Baylor, of course, still plays in the Big 12, where for years, they were the conference’s embarrassing goiter, a Christian school with no real football tradition that clung to big-time football largely because they’d always been there. From 1992 until 2007, Baylor never won more than seven games in a season, and then the Bears made a radical move similar to A&M’s – they hired Art Briles, a longtime Texas high-school coach who preceded Sumlin as the head coach at Houston. Briles installed his own version of a fast-paced, pass-heavy spread offense (there are now multiple variations on this increasingly popular theme that range from the Pac-12 to the Atlantic Coast Conference), and in 2011, Briles won 10 games and won his own quarterback, Robert Griffin III, a Heisman Trophy.
Since then, Briles has plugged two more quarterbacks into his system – this year, it’s Heisman candidate Bryce Petty – and continued to succeed. And in the first week of this season, the Bears not only put up 45 points despite Petty bruising his back, their defense mustered only the second shutout of the Briles era.
And that’s the thing about both A&M and Baylor: They appear to be only beginning to maximize their potential. At first, they may have been flashy and devoid of underlying substance, but over time, they’ve begun to fill in the gaps. Their linemen are bigger and more talented; their speed is now melding with an undercurrent of power.
This is Texas we’re talking about, and so football talent is everywhere, and traditionally that talent has put the University of Texas first on its list. But as Texas has struggled while running a less-radical offensive system, both A&M and Baylor have played their way into continued recruiting relevance. In the offseason, A&M kept Sumlin by offering him one of the richest contracts in the sport (as well as continued helicopter rides); Baylor assured a long-term place in major-college football by finishing construction of a brand-new stadium.
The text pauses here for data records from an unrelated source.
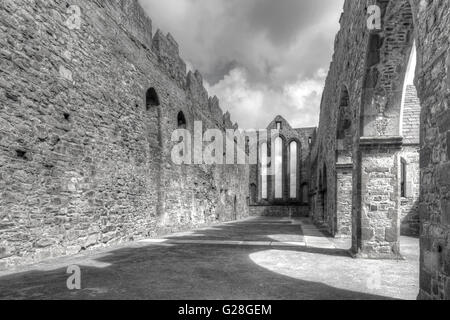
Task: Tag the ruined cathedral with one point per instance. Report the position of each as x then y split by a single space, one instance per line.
90 96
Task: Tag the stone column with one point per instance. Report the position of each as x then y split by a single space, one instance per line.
344 186
378 224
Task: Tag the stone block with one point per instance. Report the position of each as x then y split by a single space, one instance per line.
392 234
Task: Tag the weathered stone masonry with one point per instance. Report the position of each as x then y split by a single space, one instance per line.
85 146
371 66
286 205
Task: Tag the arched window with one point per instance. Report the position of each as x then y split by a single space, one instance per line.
305 193
264 164
151 98
404 167
278 166
181 119
293 168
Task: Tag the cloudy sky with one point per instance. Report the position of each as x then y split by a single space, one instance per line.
260 57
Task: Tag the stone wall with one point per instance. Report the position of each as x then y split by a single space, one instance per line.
286 205
84 160
409 205
371 65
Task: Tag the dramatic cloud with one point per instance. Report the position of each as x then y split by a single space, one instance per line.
260 57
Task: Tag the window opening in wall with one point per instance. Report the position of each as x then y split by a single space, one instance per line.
151 98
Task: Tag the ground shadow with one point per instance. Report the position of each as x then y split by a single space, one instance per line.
177 271
161 272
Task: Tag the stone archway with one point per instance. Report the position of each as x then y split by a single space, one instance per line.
344 167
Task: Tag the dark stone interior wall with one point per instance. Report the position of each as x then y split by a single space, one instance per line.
83 161
349 67
285 206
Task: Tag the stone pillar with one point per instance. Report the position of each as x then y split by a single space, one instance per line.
344 186
378 224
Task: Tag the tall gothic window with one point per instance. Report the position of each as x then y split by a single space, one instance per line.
181 119
278 166
151 98
403 178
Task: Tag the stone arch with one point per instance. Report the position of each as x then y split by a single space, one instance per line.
293 175
151 98
253 194
344 164
181 120
375 216
344 134
387 51
264 170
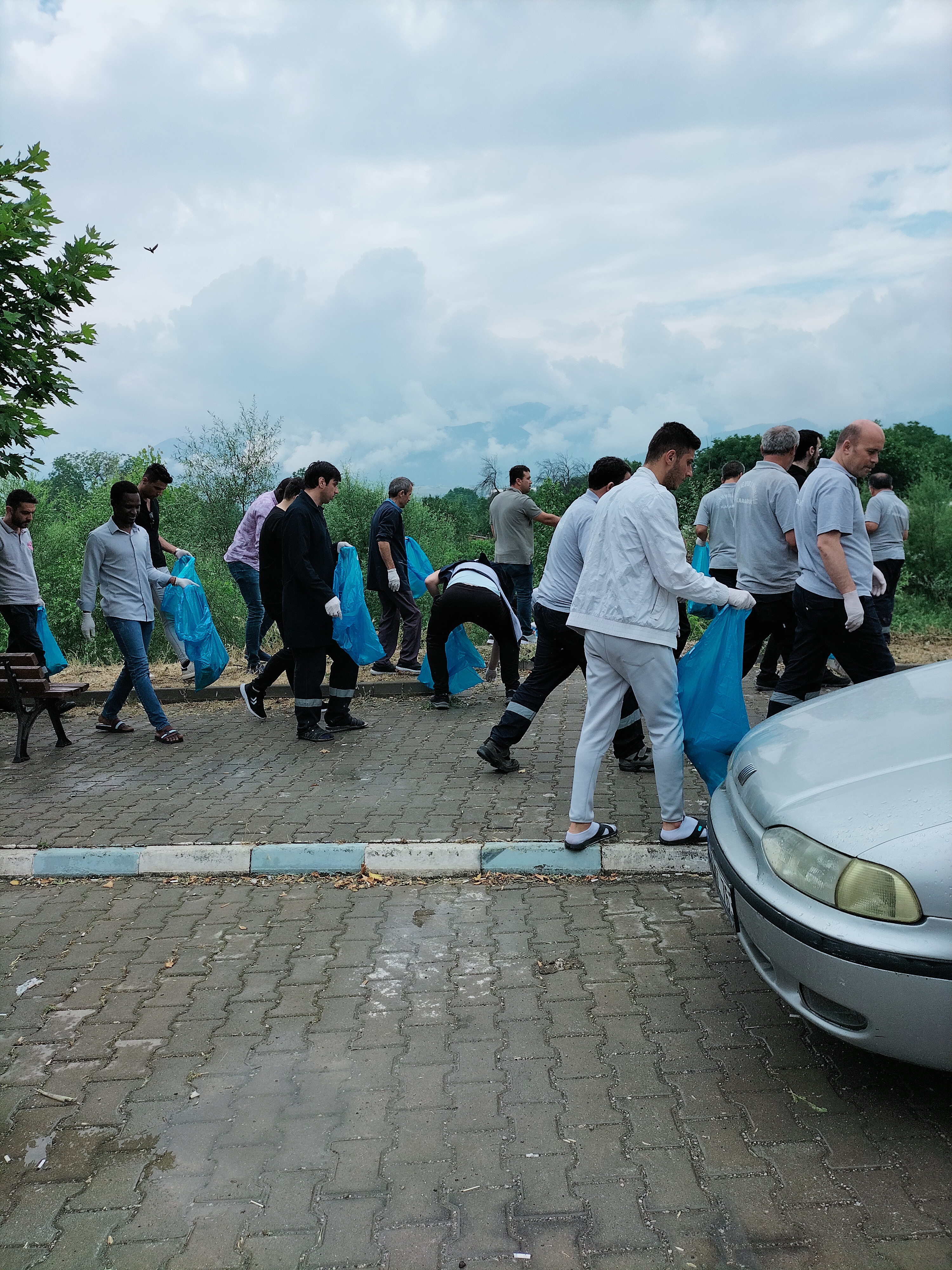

There’s still skepticism among some old-school southern fans about the viability of hurry-up spread offenses like Briles’ and Sumlin’s. In the offseason, Alabama coach Nick Saban and Arkansas coach Bret Bielema raised the question of whether the pace of offenses like these might cause more injuries (despite having no evidence to back up their thesis), and even proposed a rules change to neuter them that was voted down. But the idea that this concept is a fad is starting to feel more and more like an antiquated argument. And perhaps it might be a leap to liken the ongoing changes in Texas football to the potential shift in Texas politics, but here’s what I can say: With each passing season, it feels less and less likely that the progressive college football offense is going to up and fade into obsolescence. With each passing season, it feels more like college football – both within and outside of Texas – is just beginning to develop into what it might eventually become.